Fitness tracking is an essential feature for most smartwatches, and the GT 2 achieves nearly all. It has sensors that can track heartbeat, sleep and even your stress level, that is if you're using an Android phone, with added new features such as a peripheral capillary oxygen saturation monitor, reading the amount of oxygen in user's blood stream, as is shown below.
In addition, Huawei partnered with the 301 Hospital, China's most prestigious military-background public hospital to record and study on premature ventricular contraction extra heartbeats that disrupt your regular heart rhythm, so as to notify users immediately to prepare further treatment.
The GT 2 also can track a total of 15 modes of workout including running, swimming, hiking and even triathlon, with a short press of the crown lower button between the two.
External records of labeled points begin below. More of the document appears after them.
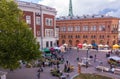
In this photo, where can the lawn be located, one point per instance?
(90, 76)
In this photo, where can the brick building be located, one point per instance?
(98, 29)
(42, 22)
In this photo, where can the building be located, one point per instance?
(100, 29)
(42, 22)
(88, 29)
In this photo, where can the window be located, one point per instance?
(85, 28)
(38, 33)
(38, 20)
(63, 29)
(102, 28)
(28, 19)
(70, 28)
(93, 28)
(51, 43)
(49, 21)
(77, 28)
(47, 44)
(49, 33)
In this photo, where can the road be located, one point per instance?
(31, 73)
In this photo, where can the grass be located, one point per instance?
(90, 76)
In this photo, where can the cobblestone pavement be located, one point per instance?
(31, 73)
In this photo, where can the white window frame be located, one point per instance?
(28, 19)
(38, 20)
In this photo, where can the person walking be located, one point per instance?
(38, 75)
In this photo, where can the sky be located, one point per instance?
(83, 7)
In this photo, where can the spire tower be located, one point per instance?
(70, 9)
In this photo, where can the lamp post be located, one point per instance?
(87, 57)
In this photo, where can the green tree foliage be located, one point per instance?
(16, 39)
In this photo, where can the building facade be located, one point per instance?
(99, 29)
(42, 22)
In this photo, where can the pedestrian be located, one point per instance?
(95, 58)
(38, 75)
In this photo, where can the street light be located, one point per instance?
(87, 57)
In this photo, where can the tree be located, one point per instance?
(17, 41)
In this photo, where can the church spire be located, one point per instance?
(70, 9)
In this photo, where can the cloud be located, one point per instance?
(84, 7)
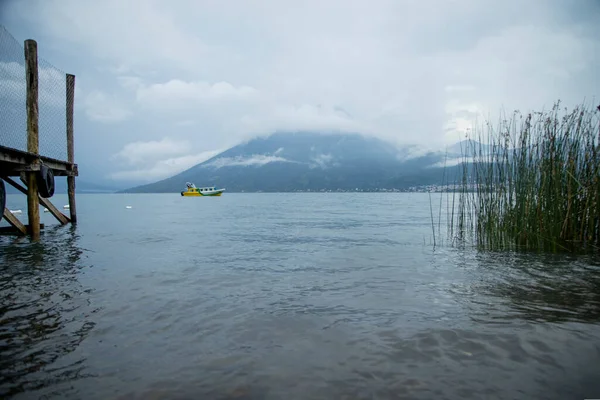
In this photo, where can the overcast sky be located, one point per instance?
(163, 85)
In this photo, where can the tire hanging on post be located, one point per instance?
(45, 180)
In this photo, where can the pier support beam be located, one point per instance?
(71, 146)
(33, 205)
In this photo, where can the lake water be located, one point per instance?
(286, 296)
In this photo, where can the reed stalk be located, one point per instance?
(531, 183)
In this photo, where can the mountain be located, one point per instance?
(303, 161)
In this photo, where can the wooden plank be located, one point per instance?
(14, 222)
(22, 161)
(71, 146)
(31, 68)
(63, 219)
(31, 65)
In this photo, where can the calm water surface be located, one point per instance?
(295, 296)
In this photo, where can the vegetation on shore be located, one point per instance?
(531, 183)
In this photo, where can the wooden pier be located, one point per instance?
(34, 171)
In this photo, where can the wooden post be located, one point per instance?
(33, 205)
(71, 146)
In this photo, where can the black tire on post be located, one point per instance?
(45, 181)
(2, 198)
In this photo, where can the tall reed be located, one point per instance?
(532, 182)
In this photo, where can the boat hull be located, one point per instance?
(199, 194)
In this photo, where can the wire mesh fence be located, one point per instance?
(52, 94)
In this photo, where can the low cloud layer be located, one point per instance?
(212, 74)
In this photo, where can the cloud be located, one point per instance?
(178, 94)
(163, 168)
(255, 160)
(152, 160)
(406, 71)
(321, 161)
(106, 108)
(140, 153)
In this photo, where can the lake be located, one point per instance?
(295, 296)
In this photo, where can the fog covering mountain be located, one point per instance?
(286, 162)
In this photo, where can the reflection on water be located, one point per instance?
(44, 314)
(287, 300)
(542, 288)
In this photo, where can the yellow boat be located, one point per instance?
(193, 191)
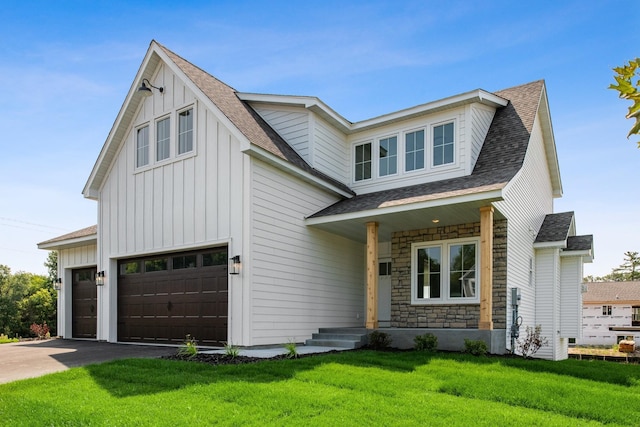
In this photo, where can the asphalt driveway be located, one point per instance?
(30, 359)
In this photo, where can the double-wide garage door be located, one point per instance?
(164, 298)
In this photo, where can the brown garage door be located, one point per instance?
(84, 304)
(163, 298)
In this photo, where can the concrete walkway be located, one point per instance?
(30, 359)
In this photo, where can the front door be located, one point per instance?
(384, 293)
(84, 295)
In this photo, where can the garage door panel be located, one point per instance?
(165, 306)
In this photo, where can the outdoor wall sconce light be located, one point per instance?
(235, 265)
(146, 90)
(100, 278)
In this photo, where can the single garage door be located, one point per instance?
(164, 298)
(84, 303)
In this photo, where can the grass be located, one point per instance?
(350, 388)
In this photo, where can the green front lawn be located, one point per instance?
(350, 388)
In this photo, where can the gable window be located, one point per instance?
(443, 144)
(388, 158)
(363, 162)
(445, 272)
(414, 150)
(185, 131)
(142, 146)
(163, 136)
(635, 315)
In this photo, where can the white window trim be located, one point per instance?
(373, 161)
(445, 288)
(456, 146)
(176, 134)
(376, 152)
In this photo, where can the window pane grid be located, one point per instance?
(388, 156)
(185, 131)
(162, 139)
(142, 147)
(414, 150)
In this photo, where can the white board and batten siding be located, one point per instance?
(528, 199)
(301, 278)
(187, 201)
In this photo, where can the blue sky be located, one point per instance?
(66, 67)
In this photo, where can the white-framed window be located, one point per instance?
(142, 146)
(445, 272)
(388, 156)
(185, 131)
(414, 150)
(363, 162)
(163, 138)
(443, 152)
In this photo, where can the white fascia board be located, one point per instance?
(316, 105)
(69, 243)
(560, 244)
(493, 196)
(282, 164)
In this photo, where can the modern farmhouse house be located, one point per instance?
(610, 313)
(259, 219)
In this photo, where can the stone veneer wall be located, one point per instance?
(466, 316)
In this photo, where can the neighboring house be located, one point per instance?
(420, 220)
(610, 313)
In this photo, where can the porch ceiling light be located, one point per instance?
(235, 265)
(145, 89)
(100, 278)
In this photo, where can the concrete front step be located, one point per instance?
(339, 337)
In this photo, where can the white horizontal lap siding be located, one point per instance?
(302, 278)
(331, 152)
(570, 297)
(547, 299)
(528, 199)
(82, 256)
(181, 202)
(292, 125)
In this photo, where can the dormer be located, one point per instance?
(426, 143)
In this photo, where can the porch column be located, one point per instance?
(486, 268)
(372, 275)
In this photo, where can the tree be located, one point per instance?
(628, 89)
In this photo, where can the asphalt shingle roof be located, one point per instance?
(612, 292)
(555, 227)
(245, 118)
(500, 159)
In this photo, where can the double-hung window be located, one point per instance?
(185, 131)
(388, 157)
(445, 272)
(363, 162)
(163, 139)
(142, 146)
(414, 150)
(443, 144)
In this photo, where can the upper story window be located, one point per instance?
(142, 146)
(163, 139)
(443, 144)
(185, 131)
(414, 150)
(388, 156)
(445, 272)
(363, 162)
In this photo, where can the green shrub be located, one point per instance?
(475, 347)
(426, 342)
(189, 348)
(379, 340)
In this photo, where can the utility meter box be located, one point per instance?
(515, 297)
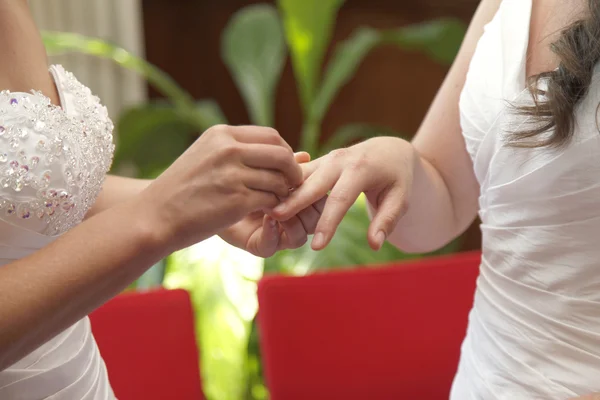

While on a workout, the heartbeat monitoring worked consistently to warn me about abnormal heart rate and advice me to adjust my pace and breathing.
Besides fitness tracking, the GT 2 also comes packed with daily features, but the most important one in China might just be the support for a slew of mobile payment services. By having a programmable NFC chip. users can install apps from local transit providers to load their transit cards onto the smartwatch. Alipay is also supported and I can add a desired amount of money onto the smartwatch (how that works depend on your Alipay account and certain settings) and go around town without pulling out my phone.
At last, however, the GT 2 doesn't support any form of cellular services, let alone the SIM card virtualization that the Apple Watches have been having since two iterations ago. This means that while for most of the times around town I don't need to take out my phone, I still can't go full on "phoneless", when on a workout or a short groceries run for fear of missing calls and important notifications. While the watch is great overall, I'm not sure why Huawei doesn't include cellular connection in the watch and it would have been a "nice to have" feature.